A Facebook post depicting Hindu Goddess Durga in revealing clothes has triggered a strong reaction among Sri Lankan Tamils, with many of them demanding that punitive action be taken against the lawyer who made the offending social media post.
Several Tamil outfits in the South Asian country, backed by politicians from the Tamil National Alliance (TNA), have written to the federal authorities in Colombo, demanding that the lawyer be prosecuted under the country’s cyber crime laws.
A Facebook post by a Sri Lankan lawyer depicting #Hindu goddess Durga in a scantily-clad state has triggered massive outrage among Sri Lankan Tamils. A top Hindu priest body in #SriLanka has also warned that the post could lead to sectarian tensions, if the lawyer isn't arrested pic.twitter.com/PFIHBcRQ3U
— Dhairya Maheshwari (@dhairyam14) December 21, 2020
"The derogatory post not only hurts the feelings of Tamils in Sri Lanka, but also other communities who believe in peaceful coexistence. We have been receiving letters of diaspora from Sri Lankan Tamils across the world.

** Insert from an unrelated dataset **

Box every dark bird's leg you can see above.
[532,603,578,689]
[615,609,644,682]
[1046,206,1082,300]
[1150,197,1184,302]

The Sri Lankan Tamils living overseas have also been writing to their local missions demanding action against the post and Facebook," M.K. Sachithanathan, the leader of Hindu advocacy outfit Siva Senai, told Sputnik on Monday.
Sachithanathan also said that the members of the Sri Lankan Tamil diaspora in other countries have been writing to their local Sri Lankan missions to protest the derogatory post.
“Our campaign will only intensify if the lawyer is not arrested,” he warned.
Cautioning that the post had the potential to incite sectarianism in the Buddhist-majority country, Sri Lanka’s Upcountry Hindu Priest Association has called upon the Tamils to initiate a campaign of lodging police complaints against the lawyer.
“For the past three days, a woman named Jeevani Kariyawasam has been posting on her Facebook site in a manner that has caused great disgrace and disgusting depiction of the Goddess Kali,” the priests’ outfit wrote to President Gotabaya Rajapaksa in a letter dated 20 December.
According to local media reports, the lascivious depiction of the Hindu goddess has also been taken up by M. Ganesan, the parliamentarian from Sri Lanka's erstwhile ruling United National Front (UNF) alliance.
Ganesan has told local media that the woman’s arrest was essential so that the peace between the nation's religious groups, particularly in the predominantly Tamil northern and eastern provinces, doesn’t spiral out of control.
Sri Lankan Tamils, who constitute the largest minority group in the country, mostly practice Hinduism.